Is there any difference between "Aim" and "Goal"?
I often seen while filling the Resume or Bio-data, there were two fields as:


3 Answers 3


In general, aim, goal, objective can be considered synonyms, but consider these Google Books results:

long-term aim 197,000; short-term aim 32,500
long-term goal 255,000; short-term goal 471,000
long-term objective 115,000; short-term objective 161,000

I think what that tells us is that aims tend to be more general, vague, non-specific, long-term, compared to goals, which are more likely to be specific, short-term targets (objectives are somewhere in between, or more accurately, they simply have no relationship with this distinction).

Thus, you're more likely to have a long-term strategic aim/objective which is broken down into component goals in pursuit of that aim, rather than a goal which is achieved by meeting several subsidiary aims.

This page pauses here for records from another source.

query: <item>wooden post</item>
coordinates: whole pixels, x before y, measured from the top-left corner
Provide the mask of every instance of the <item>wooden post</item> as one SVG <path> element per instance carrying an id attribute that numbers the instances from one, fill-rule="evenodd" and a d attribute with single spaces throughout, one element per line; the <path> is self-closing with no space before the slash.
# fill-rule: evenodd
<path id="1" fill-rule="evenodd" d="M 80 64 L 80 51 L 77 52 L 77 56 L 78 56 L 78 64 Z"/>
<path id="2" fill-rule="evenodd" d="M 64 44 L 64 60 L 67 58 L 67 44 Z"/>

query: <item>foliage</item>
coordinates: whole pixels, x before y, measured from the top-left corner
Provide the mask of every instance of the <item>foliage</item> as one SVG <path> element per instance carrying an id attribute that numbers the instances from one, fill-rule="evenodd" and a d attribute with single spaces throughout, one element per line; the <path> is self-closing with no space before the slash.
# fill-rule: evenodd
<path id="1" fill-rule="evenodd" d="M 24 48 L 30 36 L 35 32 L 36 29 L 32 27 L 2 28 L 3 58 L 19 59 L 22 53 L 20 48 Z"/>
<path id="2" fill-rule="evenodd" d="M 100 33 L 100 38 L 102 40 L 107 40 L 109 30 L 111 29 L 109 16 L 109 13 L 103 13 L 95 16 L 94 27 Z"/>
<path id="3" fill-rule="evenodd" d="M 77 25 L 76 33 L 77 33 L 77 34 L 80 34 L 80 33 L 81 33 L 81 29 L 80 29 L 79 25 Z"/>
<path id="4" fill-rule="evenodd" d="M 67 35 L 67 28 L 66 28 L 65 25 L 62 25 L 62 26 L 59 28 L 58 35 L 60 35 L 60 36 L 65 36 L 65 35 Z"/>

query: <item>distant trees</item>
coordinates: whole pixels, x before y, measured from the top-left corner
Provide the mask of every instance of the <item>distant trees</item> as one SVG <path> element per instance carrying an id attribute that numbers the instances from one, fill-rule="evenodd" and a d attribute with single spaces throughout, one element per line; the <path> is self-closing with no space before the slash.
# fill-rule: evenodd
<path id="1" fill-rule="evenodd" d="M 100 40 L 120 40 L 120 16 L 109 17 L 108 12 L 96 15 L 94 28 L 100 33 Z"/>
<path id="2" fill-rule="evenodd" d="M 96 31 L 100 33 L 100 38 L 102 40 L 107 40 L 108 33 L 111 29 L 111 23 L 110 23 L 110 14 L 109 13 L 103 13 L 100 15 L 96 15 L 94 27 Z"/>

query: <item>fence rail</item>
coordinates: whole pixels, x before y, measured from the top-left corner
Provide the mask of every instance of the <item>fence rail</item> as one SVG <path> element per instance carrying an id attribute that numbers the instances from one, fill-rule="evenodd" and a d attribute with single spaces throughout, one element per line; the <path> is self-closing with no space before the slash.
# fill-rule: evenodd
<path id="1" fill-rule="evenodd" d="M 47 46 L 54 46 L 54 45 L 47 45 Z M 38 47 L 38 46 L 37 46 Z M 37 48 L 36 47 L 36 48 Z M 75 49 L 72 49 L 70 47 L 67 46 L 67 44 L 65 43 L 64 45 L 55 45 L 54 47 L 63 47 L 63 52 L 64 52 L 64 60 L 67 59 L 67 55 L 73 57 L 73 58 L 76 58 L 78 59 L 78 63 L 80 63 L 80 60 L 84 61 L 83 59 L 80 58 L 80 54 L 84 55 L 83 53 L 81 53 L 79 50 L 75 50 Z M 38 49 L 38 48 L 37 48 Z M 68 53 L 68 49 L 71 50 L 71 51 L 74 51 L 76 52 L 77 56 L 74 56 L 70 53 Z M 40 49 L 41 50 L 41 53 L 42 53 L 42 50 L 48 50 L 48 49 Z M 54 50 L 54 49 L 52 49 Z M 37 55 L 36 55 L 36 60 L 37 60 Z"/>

But this distinction is nowhere near a "rule", and few would see anything odd in reversing the usages.

In the context of a resume or curriculum vitae, I'd probably use objective, if for no other reason than it sounds a bit more formal/professional.

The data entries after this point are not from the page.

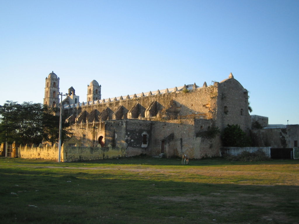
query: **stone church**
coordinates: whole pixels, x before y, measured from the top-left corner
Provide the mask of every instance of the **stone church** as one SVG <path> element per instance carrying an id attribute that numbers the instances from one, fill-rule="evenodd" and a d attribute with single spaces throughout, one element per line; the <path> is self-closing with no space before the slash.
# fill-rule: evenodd
<path id="1" fill-rule="evenodd" d="M 53 72 L 46 78 L 44 104 L 59 106 L 59 81 Z M 105 99 L 97 81 L 87 87 L 86 101 L 80 102 L 71 87 L 62 102 L 81 146 L 125 147 L 128 156 L 186 154 L 200 159 L 220 155 L 217 130 L 237 124 L 249 133 L 251 127 L 248 91 L 231 73 L 211 85 L 194 83 Z"/>

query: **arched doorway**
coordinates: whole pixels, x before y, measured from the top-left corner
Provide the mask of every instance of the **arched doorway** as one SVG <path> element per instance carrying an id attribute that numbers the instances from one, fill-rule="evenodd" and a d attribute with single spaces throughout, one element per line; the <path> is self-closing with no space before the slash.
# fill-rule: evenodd
<path id="1" fill-rule="evenodd" d="M 103 136 L 100 136 L 99 137 L 97 142 L 99 144 L 101 145 L 101 146 L 104 147 L 105 145 L 105 142 L 104 140 L 104 137 Z"/>

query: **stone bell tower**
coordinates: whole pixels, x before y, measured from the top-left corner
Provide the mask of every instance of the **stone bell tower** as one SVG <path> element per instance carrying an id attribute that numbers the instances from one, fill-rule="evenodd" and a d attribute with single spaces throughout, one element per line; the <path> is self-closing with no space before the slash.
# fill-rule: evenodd
<path id="1" fill-rule="evenodd" d="M 52 72 L 46 78 L 46 85 L 45 88 L 45 98 L 44 104 L 50 107 L 57 107 L 59 104 L 59 78 L 57 78 L 55 73 Z"/>
<path id="2" fill-rule="evenodd" d="M 95 80 L 93 80 L 89 85 L 87 85 L 87 101 L 101 99 L 101 87 Z"/>

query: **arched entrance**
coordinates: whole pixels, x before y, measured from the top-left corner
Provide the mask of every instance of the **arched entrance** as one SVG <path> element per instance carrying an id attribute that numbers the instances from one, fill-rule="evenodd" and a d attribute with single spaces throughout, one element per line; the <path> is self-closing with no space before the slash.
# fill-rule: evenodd
<path id="1" fill-rule="evenodd" d="M 104 147 L 105 145 L 105 142 L 104 141 L 104 137 L 103 136 L 100 136 L 99 137 L 97 142 L 99 144 L 101 145 L 102 147 Z"/>

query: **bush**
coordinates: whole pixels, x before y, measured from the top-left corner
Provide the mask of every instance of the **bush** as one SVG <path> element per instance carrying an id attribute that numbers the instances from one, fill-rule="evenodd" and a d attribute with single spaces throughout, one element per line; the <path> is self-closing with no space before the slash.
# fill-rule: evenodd
<path id="1" fill-rule="evenodd" d="M 246 147 L 252 145 L 250 138 L 238 125 L 228 125 L 222 132 L 221 140 L 224 146 Z"/>
<path id="2" fill-rule="evenodd" d="M 226 159 L 230 161 L 241 162 L 258 162 L 270 160 L 269 157 L 261 150 L 258 150 L 252 153 L 244 151 L 237 156 L 225 154 L 223 156 Z"/>

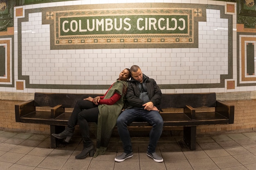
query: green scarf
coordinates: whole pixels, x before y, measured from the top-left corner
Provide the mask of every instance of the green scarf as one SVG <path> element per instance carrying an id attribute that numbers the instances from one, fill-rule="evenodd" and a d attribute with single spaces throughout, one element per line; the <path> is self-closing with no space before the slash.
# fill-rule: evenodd
<path id="1" fill-rule="evenodd" d="M 124 107 L 124 97 L 127 88 L 126 82 L 117 80 L 108 91 L 103 99 L 109 99 L 115 93 L 121 95 L 121 98 L 112 105 L 99 106 L 99 116 L 97 126 L 97 144 L 94 157 L 104 154 L 110 139 L 117 119 Z"/>

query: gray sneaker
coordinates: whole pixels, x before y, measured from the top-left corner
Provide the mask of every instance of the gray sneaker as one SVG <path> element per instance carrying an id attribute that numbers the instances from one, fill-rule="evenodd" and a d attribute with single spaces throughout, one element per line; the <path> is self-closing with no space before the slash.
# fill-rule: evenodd
<path id="1" fill-rule="evenodd" d="M 152 158 L 154 161 L 157 162 L 162 162 L 164 161 L 163 158 L 157 155 L 156 152 L 149 153 L 147 152 L 147 155 Z"/>
<path id="2" fill-rule="evenodd" d="M 133 156 L 133 153 L 132 152 L 131 153 L 127 154 L 126 153 L 123 153 L 117 157 L 115 159 L 115 160 L 117 162 L 122 162 L 124 161 L 126 159 L 129 158 L 130 158 L 131 157 Z"/>

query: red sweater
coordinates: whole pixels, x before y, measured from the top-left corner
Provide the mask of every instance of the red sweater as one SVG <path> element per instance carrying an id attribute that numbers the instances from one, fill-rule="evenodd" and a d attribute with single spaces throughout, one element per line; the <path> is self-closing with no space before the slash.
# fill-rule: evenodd
<path id="1" fill-rule="evenodd" d="M 115 94 L 111 96 L 110 98 L 107 99 L 103 99 L 104 97 L 106 95 L 106 94 L 108 93 L 108 92 L 110 89 L 111 87 L 112 87 L 112 86 L 113 84 L 110 86 L 110 87 L 108 88 L 107 92 L 103 96 L 100 96 L 100 97 L 101 98 L 101 100 L 99 101 L 99 104 L 105 104 L 108 105 L 112 105 L 117 102 L 120 99 L 121 97 L 121 95 L 117 93 L 117 92 L 115 93 Z"/>

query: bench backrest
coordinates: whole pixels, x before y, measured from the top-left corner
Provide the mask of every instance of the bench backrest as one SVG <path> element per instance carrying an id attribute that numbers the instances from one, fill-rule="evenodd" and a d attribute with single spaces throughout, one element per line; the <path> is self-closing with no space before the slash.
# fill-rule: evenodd
<path id="1" fill-rule="evenodd" d="M 65 108 L 74 108 L 76 101 L 89 96 L 95 97 L 102 95 L 97 94 L 65 94 L 36 93 L 34 97 L 35 106 L 54 107 L 59 104 Z"/>
<path id="2" fill-rule="evenodd" d="M 185 108 L 186 105 L 195 108 L 215 107 L 216 94 L 210 93 L 162 94 L 162 108 Z"/>
<path id="3" fill-rule="evenodd" d="M 63 107 L 74 108 L 78 100 L 82 100 L 89 96 L 95 97 L 100 95 L 102 95 L 36 93 L 35 93 L 34 106 L 54 107 L 61 104 Z M 194 108 L 215 107 L 216 94 L 212 93 L 162 94 L 162 108 L 185 108 L 186 105 Z"/>

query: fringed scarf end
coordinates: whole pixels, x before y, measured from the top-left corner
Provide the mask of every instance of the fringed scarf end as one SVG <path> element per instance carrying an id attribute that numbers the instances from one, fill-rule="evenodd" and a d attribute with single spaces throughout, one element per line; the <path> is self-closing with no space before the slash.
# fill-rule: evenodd
<path id="1" fill-rule="evenodd" d="M 94 153 L 94 155 L 93 155 L 94 158 L 96 158 L 98 155 L 104 155 L 107 151 L 107 148 L 100 147 L 99 148 L 96 149 L 95 152 Z"/>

EDIT: Regarding the point about goals being more associated with short-term aims, I think it's worth pointing out that a goal in ball/puck game contexts (soccer, say) is just one step towards the aim / objective (to win the game). A bit like Winning the battle not the war.

  • 1
    I'd probably use objective But that has a different meaning. Objectives are concrete goals/aims, whereas goals and aims can less specific. Always be careful using 'fancy' English, because words often have a slightly different connotation.
    – Sanchises
    Oct 27, 2014 at 12:18
  • @sanchises: I'm not aware of that distinction. If there were any truth to the idea that objectives are more (or indeed, less) "concrete" than aims or goals I'd expect that to be reflected in Google Ngrams for either our [overall | specific] [aim | goal | objective]. But in fact, objective sits right between aim and goal, regardless of whether it's specific or overall. None of these terms are "fancy" though - it's just that goal is a bit more informal, and objective is a bit more military/corporate. Oct 27, 2014 at 12:56

From my computer dictionary(WordWeb):


  1. The state of affairs that a plan is intended to achieve and that (when achieved) terminates behaviour intended to achieve it
  2. The place designated as the end


  1. Move into a desired direction of discourse
  2. Intend (something) to move towards a certain goal
  3. The action of directing something at an object
  • 7
    But this compares goal, a noun, with the verb aim rather than the noun aim. Mar 12, 2013 at 10:47

Goal is the target that I want to achieve

Example: I wish to become an engineer.

Aim is determined course I set to achieve my target

Example: I plan to get B.E. degree to become an engineer.